The piece argues that a few years ago there was major concern about opioids as a whole, but that fentanyl specifically as a crisis has now dominated the conversation, charging healthcare providers in rural cities, police officers, firefighters, and college campus personnel are not receiving the resources necessary to address concerns of prominent deaths and overdoses.
The guest opinion piece from AL details a fentanyl crisis across the South, citing that Georgia’s total number of opioid-related overdose fatalities rose 101 percent between 2019 and 2021.
During this same period, deaths attributed specifically to fentanyl surged by 124 percent. In Alabama, the AL.com Op-Ed explains that around 70 percent of overdose deaths were related to opioids in 2021.
Tennessee, which ranks second in overdose deaths, showed a 446 percent increase in deaths from fentanyl between 2017 and 2021. Other shared statistics show that more than 2,140 Virginians had died from opioid overdoses in 2022 (274 percent increase since 2012), and that Texas saw a 500 percent increase in fentanyl-specific deaths in the years 2019-2022.
The Op-Ed emphasizes that protecting the communities ought to be a priority, and that many people are not aware that each state has its own individual policy (a standing order) acting to ensure the availability of the U.S. Food and Drug Administration (FDA) approved reversal agents for opioid overdoses.
The article notes that while some states have updated their standing orders to allow for new formulas (allowing access to the most effective medications), other states still prevent access by only allowing for one formula, despite innovation on new reversal agents.
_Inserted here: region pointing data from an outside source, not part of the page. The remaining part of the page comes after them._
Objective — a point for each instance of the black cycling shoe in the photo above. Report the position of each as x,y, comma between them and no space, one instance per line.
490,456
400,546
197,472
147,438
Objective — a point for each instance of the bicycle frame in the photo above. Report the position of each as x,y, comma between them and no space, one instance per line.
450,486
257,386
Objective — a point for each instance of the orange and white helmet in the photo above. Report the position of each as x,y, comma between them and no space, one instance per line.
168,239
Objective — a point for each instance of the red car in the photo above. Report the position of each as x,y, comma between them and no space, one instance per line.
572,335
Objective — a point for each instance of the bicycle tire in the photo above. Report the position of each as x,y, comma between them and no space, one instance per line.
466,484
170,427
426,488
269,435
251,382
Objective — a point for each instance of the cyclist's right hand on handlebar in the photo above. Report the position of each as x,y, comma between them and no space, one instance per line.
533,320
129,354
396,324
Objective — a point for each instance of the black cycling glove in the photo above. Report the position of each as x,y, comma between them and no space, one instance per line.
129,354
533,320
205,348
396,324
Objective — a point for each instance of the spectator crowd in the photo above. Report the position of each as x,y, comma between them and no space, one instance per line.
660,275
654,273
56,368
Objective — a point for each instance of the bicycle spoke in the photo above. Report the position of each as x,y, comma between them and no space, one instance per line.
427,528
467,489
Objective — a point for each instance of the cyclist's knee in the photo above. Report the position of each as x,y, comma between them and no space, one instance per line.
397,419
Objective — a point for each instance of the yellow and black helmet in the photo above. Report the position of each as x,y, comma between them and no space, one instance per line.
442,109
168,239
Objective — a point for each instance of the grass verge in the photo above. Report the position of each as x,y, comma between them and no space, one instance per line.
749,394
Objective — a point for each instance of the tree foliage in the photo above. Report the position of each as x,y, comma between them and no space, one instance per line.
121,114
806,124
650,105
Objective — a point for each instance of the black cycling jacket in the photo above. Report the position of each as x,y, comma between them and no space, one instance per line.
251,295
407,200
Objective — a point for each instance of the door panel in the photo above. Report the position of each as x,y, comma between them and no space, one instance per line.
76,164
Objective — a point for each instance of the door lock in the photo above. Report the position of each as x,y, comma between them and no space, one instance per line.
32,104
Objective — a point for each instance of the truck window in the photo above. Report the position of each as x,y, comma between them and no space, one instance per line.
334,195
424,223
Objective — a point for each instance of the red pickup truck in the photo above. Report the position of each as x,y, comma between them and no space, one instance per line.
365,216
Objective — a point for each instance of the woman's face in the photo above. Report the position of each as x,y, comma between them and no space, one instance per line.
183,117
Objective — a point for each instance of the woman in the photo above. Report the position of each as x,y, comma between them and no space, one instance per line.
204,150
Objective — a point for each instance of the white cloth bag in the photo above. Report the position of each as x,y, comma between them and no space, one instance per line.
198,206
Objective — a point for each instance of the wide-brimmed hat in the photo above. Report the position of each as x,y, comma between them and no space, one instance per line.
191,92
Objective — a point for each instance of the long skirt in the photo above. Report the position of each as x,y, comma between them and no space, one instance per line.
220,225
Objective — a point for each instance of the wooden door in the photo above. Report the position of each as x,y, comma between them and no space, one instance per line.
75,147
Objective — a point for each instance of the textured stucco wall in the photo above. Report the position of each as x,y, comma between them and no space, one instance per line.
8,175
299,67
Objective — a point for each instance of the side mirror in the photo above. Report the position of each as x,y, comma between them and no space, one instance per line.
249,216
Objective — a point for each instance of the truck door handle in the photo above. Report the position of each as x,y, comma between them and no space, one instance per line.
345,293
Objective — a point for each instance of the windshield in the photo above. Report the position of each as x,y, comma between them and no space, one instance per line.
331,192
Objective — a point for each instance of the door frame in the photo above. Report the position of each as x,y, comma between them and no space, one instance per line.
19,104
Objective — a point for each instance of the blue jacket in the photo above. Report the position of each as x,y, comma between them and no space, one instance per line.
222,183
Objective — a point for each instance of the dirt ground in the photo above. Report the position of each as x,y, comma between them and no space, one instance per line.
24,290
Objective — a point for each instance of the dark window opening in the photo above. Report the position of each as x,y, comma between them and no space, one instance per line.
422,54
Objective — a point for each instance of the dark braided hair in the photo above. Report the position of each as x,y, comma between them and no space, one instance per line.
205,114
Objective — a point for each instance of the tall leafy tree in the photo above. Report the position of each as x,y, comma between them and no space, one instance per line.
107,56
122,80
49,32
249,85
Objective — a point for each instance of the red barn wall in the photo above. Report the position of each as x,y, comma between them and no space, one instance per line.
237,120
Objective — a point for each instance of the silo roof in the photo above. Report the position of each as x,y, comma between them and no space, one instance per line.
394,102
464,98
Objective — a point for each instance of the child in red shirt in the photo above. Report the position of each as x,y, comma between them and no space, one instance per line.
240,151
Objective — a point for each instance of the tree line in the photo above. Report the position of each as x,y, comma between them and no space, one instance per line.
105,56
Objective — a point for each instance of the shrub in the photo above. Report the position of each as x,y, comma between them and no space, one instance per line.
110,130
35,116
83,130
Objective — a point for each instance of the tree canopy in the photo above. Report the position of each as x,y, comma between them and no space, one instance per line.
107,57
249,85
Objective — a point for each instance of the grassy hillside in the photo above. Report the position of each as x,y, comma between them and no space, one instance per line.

The piece by Bright concludes on a sentimental note, highlighting the detrimental effects of drug addiction especially on those who are at their weakest, acknowledging the elusive nature of drugs in providing an “easy high” that allows individuals to escape from their “pain, sadness, frustration, or a sense of being unworthy.”
However it is for this precise reason, Bright’s Op-Ed argues, that communities must provide “love, support, and the right resources” to save the victims of drug addiction.
Despite the heart-wrenching overdoses of Will and many others, city councilmember Bright emphasizes the importance of solutions, such as increased accessibility to opioid reversal agents, which have been proven to save countless lives.